🆕 blog! “How do you decentralise emergency alerts?”
Twitter's decision to hobble its API has meant that a number of useful alerting bots might no longer function. Your local subway might not be able to Tweet each morning about delays on the line, nor will a tornado warning be displayed as you scroll through photos of brunch, and forget about …
@Edent Masto makes it harder to find these updates, but once you're following the alert account, you get alerts reliably, correct? It's just a problem if the "single source of truth" is published only on Masto like it is on Twitter.
#posse solves this - if the alert sites post mainly to a blog with an RSS feed, users can find (or make) a Masto account to follow it.
Still doesn't solve the discoverability issue you're trying to solve, but seems workable, no?
@tedcurran yes, once you follow - you're good.
But you need to follow the official account.
If a 3rd party has built a bot using an RSS feed, they can post fake alerts, or suppress alerts.
@Edent One issue with just using lat/lng/haversine is defining the area something applies to is often more complicated.
eg "River Calder flooding" wants to go to specific places like Hebden Bridge, Todmorden, Mytholmroyd
eg "Good chance of northen lights in Scotland and North England tonight" is a massive area
@Edent it’s a difficult one. It was good that we have (had?) a place where you know you can publish and the audience is there and can find you (remember me asking about how safe “search online for…?” actually is?
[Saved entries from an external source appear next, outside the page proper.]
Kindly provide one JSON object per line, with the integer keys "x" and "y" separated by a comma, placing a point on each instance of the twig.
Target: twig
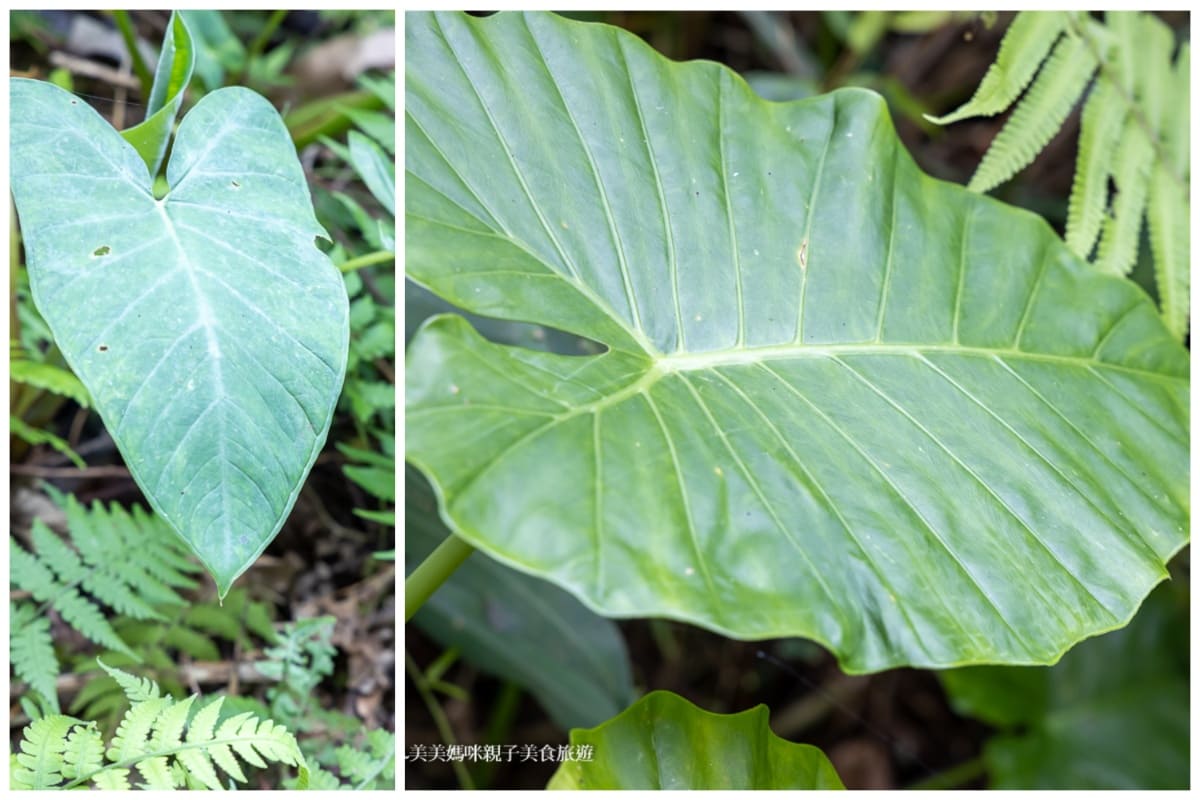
{"x": 69, "y": 471}
{"x": 94, "y": 70}
{"x": 145, "y": 78}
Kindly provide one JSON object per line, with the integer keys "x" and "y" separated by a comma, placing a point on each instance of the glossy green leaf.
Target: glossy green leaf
{"x": 171, "y": 78}
{"x": 1111, "y": 715}
{"x": 663, "y": 741}
{"x": 208, "y": 328}
{"x": 519, "y": 627}
{"x": 838, "y": 398}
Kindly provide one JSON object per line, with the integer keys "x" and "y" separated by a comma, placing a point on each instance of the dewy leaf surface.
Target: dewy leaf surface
{"x": 840, "y": 400}
{"x": 209, "y": 329}
{"x": 663, "y": 741}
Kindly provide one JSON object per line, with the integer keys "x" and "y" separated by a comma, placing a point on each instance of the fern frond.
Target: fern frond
{"x": 31, "y": 650}
{"x": 48, "y": 377}
{"x": 31, "y": 573}
{"x": 1025, "y": 46}
{"x": 1176, "y": 125}
{"x": 84, "y": 752}
{"x": 1119, "y": 242}
{"x": 59, "y": 752}
{"x": 130, "y": 554}
{"x": 112, "y": 555}
{"x": 40, "y": 762}
{"x": 63, "y": 752}
{"x": 1102, "y": 121}
{"x": 138, "y": 690}
{"x": 33, "y": 435}
{"x": 1170, "y": 233}
{"x": 377, "y": 762}
{"x": 1038, "y": 115}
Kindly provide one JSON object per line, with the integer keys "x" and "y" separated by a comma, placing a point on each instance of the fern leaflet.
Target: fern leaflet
{"x": 60, "y": 752}
{"x": 1023, "y": 49}
{"x": 1133, "y": 133}
{"x": 1038, "y": 115}
{"x": 46, "y": 376}
{"x": 1101, "y": 124}
{"x": 31, "y": 650}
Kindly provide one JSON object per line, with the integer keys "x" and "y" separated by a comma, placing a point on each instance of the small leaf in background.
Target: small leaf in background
{"x": 376, "y": 169}
{"x": 1111, "y": 715}
{"x": 519, "y": 627}
{"x": 663, "y": 741}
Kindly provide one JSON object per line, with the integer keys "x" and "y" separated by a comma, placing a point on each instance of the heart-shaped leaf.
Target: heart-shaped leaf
{"x": 840, "y": 400}
{"x": 663, "y": 741}
{"x": 208, "y": 328}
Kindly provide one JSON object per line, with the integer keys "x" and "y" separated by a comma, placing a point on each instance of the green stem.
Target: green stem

This is a use case where someone will search for…, for good or bad)
But then we’re relying on that place being there and not being taken over and set alight
I’m hoping that mastodon becomes the short text replacement. I fear it won’t. Maybe I’m old and everyone uses TikTok now instead
@Edent Regarding discoverability, if profiles could have a similar location property you could search for “bot accounts in my vicinity” which would offer up applicable services.